Every spring and summer Ninuku women forage and clean tatu gum-nuts, quandong, and other seeds from the bush, which are painted to create beautiful jewellery such as necklaces, bracelets, and earrings. Every piece is made by hand, by artists from Kalka, Pipalyatjara, and Irrunytju communities of the Tomkinson Ranges. Each piece has a unique motif, no two are pieces are ever the same. Gumnut jewelry is a favourite at markets and festivals, a portion of their profits also help support our daily lunch program for all artists.
ABOUT THE ARTIST
Angkaliya Nelson was born in 1960 at the Ernabella Mission in Pukatja, South Australia. She later grew up in Amata, where she met her husband and had two children.

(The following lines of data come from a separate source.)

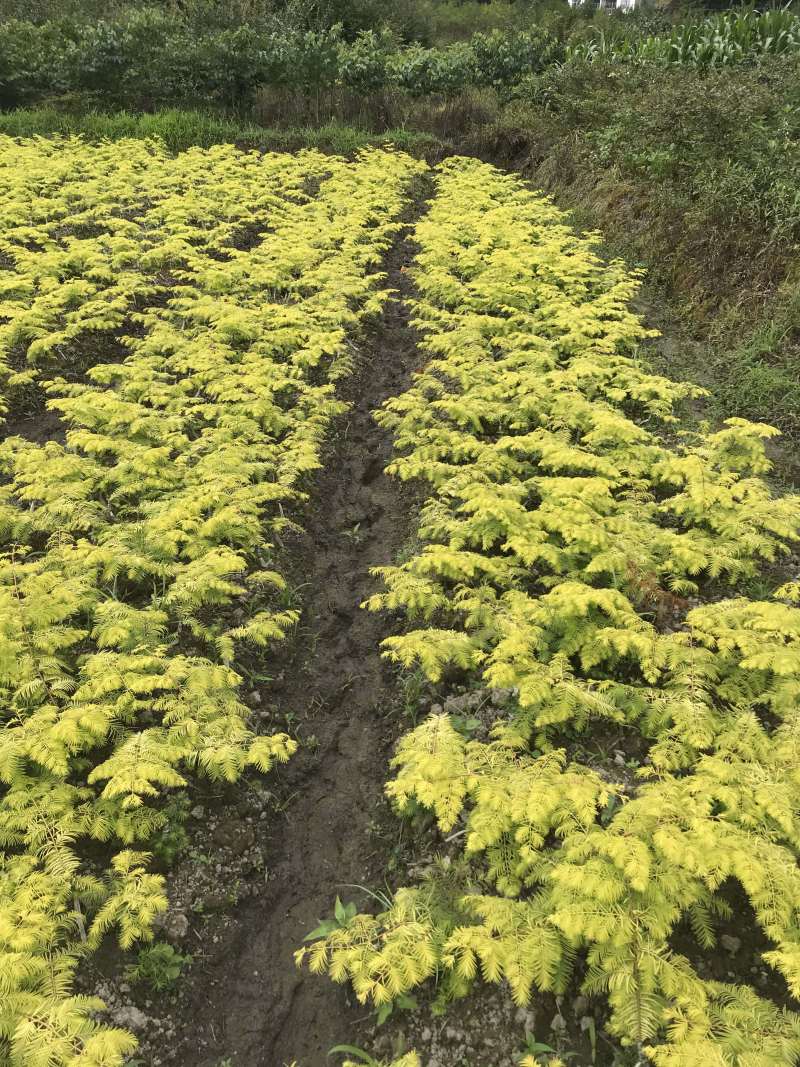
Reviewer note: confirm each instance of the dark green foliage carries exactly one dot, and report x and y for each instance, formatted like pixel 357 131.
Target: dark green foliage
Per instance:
pixel 693 174
pixel 159 966
pixel 147 58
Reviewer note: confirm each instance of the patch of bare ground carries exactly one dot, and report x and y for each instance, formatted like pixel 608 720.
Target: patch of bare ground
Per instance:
pixel 244 1000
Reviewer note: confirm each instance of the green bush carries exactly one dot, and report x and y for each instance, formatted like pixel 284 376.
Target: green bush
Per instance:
pixel 731 37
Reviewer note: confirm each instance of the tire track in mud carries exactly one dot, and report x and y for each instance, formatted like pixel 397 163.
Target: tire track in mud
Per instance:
pixel 251 1003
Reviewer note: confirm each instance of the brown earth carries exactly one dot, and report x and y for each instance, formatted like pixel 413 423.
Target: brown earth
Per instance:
pixel 246 1000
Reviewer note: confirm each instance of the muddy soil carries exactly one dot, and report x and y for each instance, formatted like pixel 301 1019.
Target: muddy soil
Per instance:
pixel 246 1000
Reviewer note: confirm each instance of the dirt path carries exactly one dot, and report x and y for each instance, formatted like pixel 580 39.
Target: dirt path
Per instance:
pixel 251 1003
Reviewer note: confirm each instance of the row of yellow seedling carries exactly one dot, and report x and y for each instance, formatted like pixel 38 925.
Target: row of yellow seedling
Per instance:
pixel 584 554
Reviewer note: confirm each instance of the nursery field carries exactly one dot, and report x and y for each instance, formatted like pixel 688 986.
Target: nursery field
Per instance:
pixel 353 474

During the late 1970s and the “Homeland Movement”, Angkaliya and her family made the move west to Pipalyatjara to be closer to her traditional home lands. She continues to live in Pipalyatjara today.
Angkaliya is a highly skilled craftswoman and artist. Like many other Anangu women, she has learnt the craft of ‘punu’ (wood carving and burning) and ‘tjanpi’ (grass weaving). In all of her crafts, including her modern dot work paintings, Angkaliya draws influence from ‘Mamungara’ and ‘Kungkarrakalpa Tjukurpa’, Seven Sisters Dreamtime stories.